Fig. 6 |. Molecular basis for the control of IDA motor activity by mechanical signals.

a, Conformational dynamics of isolated radial spoke 1 (RS1) inferred from deep neural networks. Left, Principle component (PC) analysis projection of latent space. Density maps were generated at three points along PC1. Right, Density maps generated from these 3 points were aligned on the stalk and show tilting of the spokehead relative to the stalk. The hinge lies in the neck. b, Multi-body analysis of the movement of the RS2 stalk and IDAc with respect to the doublet microtubule (DMT) surface. The DMT, RS2, and IDAc were separately masked and treated as individual bodies free to move relative to one another. Movement of IDAc corresponds with the movement of the RS2 stalk. c, A model for mechanoregulation of ciliary motility.

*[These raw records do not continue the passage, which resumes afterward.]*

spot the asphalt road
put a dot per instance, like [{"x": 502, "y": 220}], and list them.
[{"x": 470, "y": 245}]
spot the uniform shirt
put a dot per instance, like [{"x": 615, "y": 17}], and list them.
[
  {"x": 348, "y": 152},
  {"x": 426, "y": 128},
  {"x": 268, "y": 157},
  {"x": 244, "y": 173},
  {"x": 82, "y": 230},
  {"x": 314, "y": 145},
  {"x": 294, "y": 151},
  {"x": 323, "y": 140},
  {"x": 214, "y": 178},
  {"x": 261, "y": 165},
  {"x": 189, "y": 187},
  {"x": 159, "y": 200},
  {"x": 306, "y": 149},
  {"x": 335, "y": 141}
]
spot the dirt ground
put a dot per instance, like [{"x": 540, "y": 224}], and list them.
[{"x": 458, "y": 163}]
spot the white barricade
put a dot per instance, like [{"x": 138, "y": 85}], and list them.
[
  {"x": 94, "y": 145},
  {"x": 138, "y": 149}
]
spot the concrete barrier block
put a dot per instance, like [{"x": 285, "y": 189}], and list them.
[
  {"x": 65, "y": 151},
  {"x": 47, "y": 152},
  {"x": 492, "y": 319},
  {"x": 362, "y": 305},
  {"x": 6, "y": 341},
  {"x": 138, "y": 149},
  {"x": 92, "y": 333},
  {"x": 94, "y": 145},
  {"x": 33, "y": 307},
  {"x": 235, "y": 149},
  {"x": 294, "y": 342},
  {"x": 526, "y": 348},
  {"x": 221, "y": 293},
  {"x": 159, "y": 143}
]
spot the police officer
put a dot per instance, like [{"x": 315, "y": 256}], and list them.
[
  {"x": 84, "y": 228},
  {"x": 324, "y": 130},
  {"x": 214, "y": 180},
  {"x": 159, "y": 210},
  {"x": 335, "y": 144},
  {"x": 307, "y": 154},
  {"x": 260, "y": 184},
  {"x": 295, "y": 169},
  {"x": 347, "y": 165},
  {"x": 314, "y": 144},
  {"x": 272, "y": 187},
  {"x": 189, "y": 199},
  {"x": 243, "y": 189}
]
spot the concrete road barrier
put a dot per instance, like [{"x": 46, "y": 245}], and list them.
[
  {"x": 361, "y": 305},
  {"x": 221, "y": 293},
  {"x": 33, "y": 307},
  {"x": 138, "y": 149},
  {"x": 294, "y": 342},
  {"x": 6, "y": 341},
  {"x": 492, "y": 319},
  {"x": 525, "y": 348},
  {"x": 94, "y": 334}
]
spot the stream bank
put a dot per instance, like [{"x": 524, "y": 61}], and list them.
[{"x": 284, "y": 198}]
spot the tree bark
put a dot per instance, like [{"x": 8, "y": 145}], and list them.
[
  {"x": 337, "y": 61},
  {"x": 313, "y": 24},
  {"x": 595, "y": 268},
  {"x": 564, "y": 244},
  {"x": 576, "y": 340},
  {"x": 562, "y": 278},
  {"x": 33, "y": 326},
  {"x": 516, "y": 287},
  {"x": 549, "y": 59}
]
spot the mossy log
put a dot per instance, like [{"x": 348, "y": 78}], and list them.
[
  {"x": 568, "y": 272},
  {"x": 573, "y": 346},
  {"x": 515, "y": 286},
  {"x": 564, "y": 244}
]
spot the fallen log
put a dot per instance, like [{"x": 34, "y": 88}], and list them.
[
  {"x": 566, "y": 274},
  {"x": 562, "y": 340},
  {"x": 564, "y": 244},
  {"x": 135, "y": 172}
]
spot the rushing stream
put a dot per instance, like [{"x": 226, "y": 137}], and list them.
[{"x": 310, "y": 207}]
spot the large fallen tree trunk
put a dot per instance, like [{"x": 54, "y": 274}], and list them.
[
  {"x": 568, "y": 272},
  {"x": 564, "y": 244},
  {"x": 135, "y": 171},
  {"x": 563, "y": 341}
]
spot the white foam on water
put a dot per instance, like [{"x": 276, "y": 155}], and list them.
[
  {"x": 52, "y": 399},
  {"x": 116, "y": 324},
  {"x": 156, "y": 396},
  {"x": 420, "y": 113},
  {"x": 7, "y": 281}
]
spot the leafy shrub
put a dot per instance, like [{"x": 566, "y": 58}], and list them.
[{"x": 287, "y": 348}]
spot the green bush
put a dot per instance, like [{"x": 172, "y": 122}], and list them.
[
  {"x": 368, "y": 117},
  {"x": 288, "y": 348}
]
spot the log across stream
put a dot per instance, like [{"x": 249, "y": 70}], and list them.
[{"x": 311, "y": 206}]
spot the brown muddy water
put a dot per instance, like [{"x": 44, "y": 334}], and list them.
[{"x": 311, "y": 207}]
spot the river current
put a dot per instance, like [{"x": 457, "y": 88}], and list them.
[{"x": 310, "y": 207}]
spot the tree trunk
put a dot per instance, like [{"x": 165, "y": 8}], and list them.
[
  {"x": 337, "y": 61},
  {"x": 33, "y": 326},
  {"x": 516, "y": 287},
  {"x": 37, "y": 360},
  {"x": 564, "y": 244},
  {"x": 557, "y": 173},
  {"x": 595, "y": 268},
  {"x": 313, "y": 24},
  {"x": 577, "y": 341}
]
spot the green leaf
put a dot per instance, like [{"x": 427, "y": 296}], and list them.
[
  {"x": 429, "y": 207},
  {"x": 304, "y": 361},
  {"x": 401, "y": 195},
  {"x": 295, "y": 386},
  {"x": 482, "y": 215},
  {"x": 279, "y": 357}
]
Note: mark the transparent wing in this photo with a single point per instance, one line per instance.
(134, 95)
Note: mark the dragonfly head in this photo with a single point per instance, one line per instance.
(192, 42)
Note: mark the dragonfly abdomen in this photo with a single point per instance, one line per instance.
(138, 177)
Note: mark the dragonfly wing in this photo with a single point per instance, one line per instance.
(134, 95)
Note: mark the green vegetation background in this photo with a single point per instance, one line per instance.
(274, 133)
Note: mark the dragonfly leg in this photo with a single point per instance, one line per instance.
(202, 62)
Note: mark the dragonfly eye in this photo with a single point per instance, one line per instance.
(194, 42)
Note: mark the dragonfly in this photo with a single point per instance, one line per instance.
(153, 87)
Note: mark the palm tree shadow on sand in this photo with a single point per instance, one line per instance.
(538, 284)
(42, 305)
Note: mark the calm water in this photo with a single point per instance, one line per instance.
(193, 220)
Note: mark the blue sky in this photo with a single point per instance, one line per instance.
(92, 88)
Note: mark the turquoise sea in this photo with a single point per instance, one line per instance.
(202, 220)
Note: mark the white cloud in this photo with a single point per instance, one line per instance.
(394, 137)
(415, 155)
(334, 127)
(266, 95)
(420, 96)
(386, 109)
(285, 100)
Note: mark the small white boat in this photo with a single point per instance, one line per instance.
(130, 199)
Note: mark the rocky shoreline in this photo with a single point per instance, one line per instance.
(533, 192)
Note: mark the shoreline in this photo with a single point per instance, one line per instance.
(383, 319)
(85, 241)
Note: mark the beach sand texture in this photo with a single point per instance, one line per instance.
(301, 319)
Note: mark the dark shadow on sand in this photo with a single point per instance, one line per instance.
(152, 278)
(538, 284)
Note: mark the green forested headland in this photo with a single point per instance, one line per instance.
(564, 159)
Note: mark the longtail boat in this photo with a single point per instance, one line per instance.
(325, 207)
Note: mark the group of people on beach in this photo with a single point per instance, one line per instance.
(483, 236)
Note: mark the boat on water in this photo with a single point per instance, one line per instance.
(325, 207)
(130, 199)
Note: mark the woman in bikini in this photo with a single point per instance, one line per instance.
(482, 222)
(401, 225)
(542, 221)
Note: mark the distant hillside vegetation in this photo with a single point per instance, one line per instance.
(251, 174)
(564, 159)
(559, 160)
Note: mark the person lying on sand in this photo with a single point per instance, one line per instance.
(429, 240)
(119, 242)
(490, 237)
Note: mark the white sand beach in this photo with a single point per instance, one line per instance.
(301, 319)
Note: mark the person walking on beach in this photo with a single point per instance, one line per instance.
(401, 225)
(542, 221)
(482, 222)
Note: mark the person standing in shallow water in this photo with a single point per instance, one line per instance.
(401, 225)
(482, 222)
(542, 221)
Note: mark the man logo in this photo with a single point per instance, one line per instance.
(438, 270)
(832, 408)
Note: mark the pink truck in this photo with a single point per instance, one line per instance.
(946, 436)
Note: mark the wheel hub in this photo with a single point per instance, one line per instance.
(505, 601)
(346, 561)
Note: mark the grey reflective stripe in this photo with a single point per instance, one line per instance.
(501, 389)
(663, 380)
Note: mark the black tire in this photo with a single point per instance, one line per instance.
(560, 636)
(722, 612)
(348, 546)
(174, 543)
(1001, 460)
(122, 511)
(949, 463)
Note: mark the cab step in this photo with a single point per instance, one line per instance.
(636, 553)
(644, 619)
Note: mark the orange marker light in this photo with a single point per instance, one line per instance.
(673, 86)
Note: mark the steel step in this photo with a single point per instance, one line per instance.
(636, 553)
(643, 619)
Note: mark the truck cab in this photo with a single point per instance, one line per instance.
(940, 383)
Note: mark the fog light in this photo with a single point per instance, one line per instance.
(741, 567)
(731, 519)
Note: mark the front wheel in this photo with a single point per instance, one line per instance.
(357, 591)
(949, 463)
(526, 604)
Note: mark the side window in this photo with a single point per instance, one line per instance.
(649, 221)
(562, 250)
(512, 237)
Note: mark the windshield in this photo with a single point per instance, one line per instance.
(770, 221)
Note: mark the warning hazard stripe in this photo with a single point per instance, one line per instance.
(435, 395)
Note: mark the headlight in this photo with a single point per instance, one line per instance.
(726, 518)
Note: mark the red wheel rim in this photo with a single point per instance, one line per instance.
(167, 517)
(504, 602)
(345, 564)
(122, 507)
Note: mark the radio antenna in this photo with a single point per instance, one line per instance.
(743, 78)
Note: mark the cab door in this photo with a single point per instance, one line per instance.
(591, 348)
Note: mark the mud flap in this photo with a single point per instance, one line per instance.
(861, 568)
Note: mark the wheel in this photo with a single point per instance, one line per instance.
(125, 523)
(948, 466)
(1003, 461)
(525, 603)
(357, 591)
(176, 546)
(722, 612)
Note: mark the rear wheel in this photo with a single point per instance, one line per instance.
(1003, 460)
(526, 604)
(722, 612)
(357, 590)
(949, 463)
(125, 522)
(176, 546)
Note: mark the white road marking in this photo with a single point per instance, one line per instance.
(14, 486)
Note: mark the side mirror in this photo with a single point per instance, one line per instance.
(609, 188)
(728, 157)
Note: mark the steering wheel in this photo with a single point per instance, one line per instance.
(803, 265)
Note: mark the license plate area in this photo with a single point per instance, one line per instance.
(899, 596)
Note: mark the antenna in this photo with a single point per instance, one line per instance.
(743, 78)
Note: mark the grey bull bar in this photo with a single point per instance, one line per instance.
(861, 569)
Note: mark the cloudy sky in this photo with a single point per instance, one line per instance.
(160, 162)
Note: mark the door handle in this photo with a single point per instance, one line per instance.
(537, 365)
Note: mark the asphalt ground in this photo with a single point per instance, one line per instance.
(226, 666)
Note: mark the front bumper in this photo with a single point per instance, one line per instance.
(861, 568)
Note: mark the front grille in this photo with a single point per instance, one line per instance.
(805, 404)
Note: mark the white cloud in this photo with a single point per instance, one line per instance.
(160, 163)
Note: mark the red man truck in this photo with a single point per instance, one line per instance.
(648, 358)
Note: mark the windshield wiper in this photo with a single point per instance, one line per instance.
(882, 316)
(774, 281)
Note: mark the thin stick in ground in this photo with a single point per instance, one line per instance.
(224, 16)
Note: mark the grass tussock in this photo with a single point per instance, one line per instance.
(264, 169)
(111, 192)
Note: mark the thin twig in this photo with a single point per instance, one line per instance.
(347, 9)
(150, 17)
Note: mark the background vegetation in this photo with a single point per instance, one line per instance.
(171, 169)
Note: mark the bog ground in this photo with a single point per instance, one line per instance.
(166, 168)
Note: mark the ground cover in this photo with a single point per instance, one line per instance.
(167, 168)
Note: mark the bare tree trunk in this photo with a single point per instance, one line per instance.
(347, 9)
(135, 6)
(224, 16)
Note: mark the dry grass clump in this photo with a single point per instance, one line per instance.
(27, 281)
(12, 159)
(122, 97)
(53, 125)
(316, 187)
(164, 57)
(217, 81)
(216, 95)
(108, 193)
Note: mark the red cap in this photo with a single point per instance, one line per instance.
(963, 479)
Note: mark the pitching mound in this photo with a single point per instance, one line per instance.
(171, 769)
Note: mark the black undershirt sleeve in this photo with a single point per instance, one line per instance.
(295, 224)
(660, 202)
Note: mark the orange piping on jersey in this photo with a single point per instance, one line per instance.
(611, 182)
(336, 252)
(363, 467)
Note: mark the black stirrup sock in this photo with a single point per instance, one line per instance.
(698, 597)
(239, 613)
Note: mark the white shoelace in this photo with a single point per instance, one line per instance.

As the axoneme bends, the projections of the central pair (CP) are brought closer to the spokeheads. An increase in the electrostatic force with decreasing distance causes the radial spoke to tilt at two hinge points (indicated with black circles). As the movement of IDAc is coupled to the movement of RS2, tilting of the radial spoke changes the orientation of the IDA. IDAa may likewise be coupled to the movement of RS1. Signals may propagate from RS2 to N-DRC through FAP91 and the CCDC39/40 coiled coil and from the N-DRC to the ODAs via the outer–inner dynein linkers²⁶.